If the admin UI does not respond after reboot:

- `systemctl --user status <hostname>.service` — confirm `active (running)`.
- `journalctl --user -u <hostname>.service -n 200 --no-pager` — tail the supervisor log.
- `loginctl show-user <user> | grep Linger` — confirm `Linger=yes`. Without it the user-service does not start until you SSH in.
- `systemctl --user status <hostname>-cloudflared.service` — confirm the tunnel is up. The platform unit can be healthy while the tunnel is not, in which case the LAN URL works and the public URL does not.

## Uninstall

```bash
npx -y @rubytech/create-maxy-code@latest --uninstall
```

This stops and disables the systemd user-service, removes the unit file, removes the Avahi service file, removes the brand's `sysctl.d` QUIC-tuning file, and removes the persist directory `$HOME/.maxy-code/`. Shared apt packages (Node, Neo4j, Chromium, the VNC stack, `cloudflared`) stay on the system — the operator removes them with `sudo apt-get purge` if they want a clean slate.
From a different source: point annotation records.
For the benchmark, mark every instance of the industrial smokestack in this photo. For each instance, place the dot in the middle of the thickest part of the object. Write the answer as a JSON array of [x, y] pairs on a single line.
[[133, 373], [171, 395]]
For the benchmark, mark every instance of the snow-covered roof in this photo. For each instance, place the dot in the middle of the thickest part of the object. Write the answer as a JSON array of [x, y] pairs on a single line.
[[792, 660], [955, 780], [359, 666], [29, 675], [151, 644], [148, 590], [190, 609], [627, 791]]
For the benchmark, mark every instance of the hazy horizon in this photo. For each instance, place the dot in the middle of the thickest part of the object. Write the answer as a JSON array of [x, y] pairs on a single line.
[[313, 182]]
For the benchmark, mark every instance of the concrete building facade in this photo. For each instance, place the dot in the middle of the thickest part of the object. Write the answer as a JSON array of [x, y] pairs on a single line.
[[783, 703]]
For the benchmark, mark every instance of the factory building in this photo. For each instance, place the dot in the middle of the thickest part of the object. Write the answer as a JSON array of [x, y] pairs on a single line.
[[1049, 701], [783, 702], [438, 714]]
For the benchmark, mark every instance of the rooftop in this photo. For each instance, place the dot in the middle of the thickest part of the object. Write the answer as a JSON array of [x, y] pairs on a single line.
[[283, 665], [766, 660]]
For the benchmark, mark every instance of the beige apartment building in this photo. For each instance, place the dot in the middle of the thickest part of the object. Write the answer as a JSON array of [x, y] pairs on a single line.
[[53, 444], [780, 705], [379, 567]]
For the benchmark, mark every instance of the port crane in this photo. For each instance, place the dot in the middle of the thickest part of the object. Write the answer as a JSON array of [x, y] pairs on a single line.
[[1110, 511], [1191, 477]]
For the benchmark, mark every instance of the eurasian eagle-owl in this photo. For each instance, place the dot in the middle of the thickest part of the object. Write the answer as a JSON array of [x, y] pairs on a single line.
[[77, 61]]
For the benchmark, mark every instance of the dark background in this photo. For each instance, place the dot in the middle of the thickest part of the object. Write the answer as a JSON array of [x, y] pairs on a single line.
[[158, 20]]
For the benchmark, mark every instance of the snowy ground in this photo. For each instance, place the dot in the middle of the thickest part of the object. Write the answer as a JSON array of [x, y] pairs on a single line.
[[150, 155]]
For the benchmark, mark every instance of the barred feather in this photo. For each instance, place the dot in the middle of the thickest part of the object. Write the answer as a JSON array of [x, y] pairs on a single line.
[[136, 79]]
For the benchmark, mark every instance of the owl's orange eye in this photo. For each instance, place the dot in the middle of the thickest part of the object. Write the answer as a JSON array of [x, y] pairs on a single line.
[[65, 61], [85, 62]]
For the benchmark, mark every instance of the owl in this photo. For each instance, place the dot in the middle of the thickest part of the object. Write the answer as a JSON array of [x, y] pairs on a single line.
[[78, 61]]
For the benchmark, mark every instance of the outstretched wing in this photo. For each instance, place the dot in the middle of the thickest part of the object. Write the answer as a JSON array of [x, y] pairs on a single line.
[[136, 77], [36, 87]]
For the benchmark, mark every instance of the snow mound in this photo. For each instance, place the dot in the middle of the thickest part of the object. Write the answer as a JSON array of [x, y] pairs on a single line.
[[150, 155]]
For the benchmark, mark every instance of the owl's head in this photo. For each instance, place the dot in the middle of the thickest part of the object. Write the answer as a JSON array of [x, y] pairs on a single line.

To uninstall a non-default brand, point at its package — for example:

```bash
npx -y @rubytech/create-realagent-code@latest --uninstall
```

## What this install does not do

- **No SCP / rsync.** The Pi is reached over npm only. Updates are `npx -y @rubytech/create-maxy-code@latest …` again, never a file push from the operator's laptop.
- **No Cloudflare API tokens.** The only Cloudflare auth path is `cloudflared tunnel login` running in the Pi's VNC browser. If a doc, plugin, or workflow asks for a CF API token it is wrong — surface the discrepancy before proceeding.
- **No shared state across brands.** Two brands on one Pi each have their own Neo4j port, systemd unit, VNC display, websockify port, tunnel, and persist directory. They do not share DNS, ports, or filesystem state.

## Smoke checklist

Fresh-Pi smoke pass criteria:

1. Install on a clean Ubuntu Server 24.04 image with no prior Maxy footprint completes, prints a LAN URL, and the systemd user-service is `active (running)`.
2. The LAN URL `http://<hostname>.local:<port>` opens the admin UI and the chat surface is interactive.
3. Cloudflare setup driven by the `cloudflare` plugin's `setup-tunnel` skill ends with `curl -I https://<hostname>.<your-zone>` returning `HTTP/2 200` from outside the LAN.
4. Reboot — both URLs are reachable again after boot without any manual action.
5. Install a second brand with a different `--hostname`; both brands' admin UIs are reachable on their own ports / public URLs and neither has touched the other's state.
6. Uninstall removes the systemd unit, the Avahi service file, and the persist directory.

If any step fails, attach `$HOME/.<brand>/logs/install-<timestamp>.log` to the report.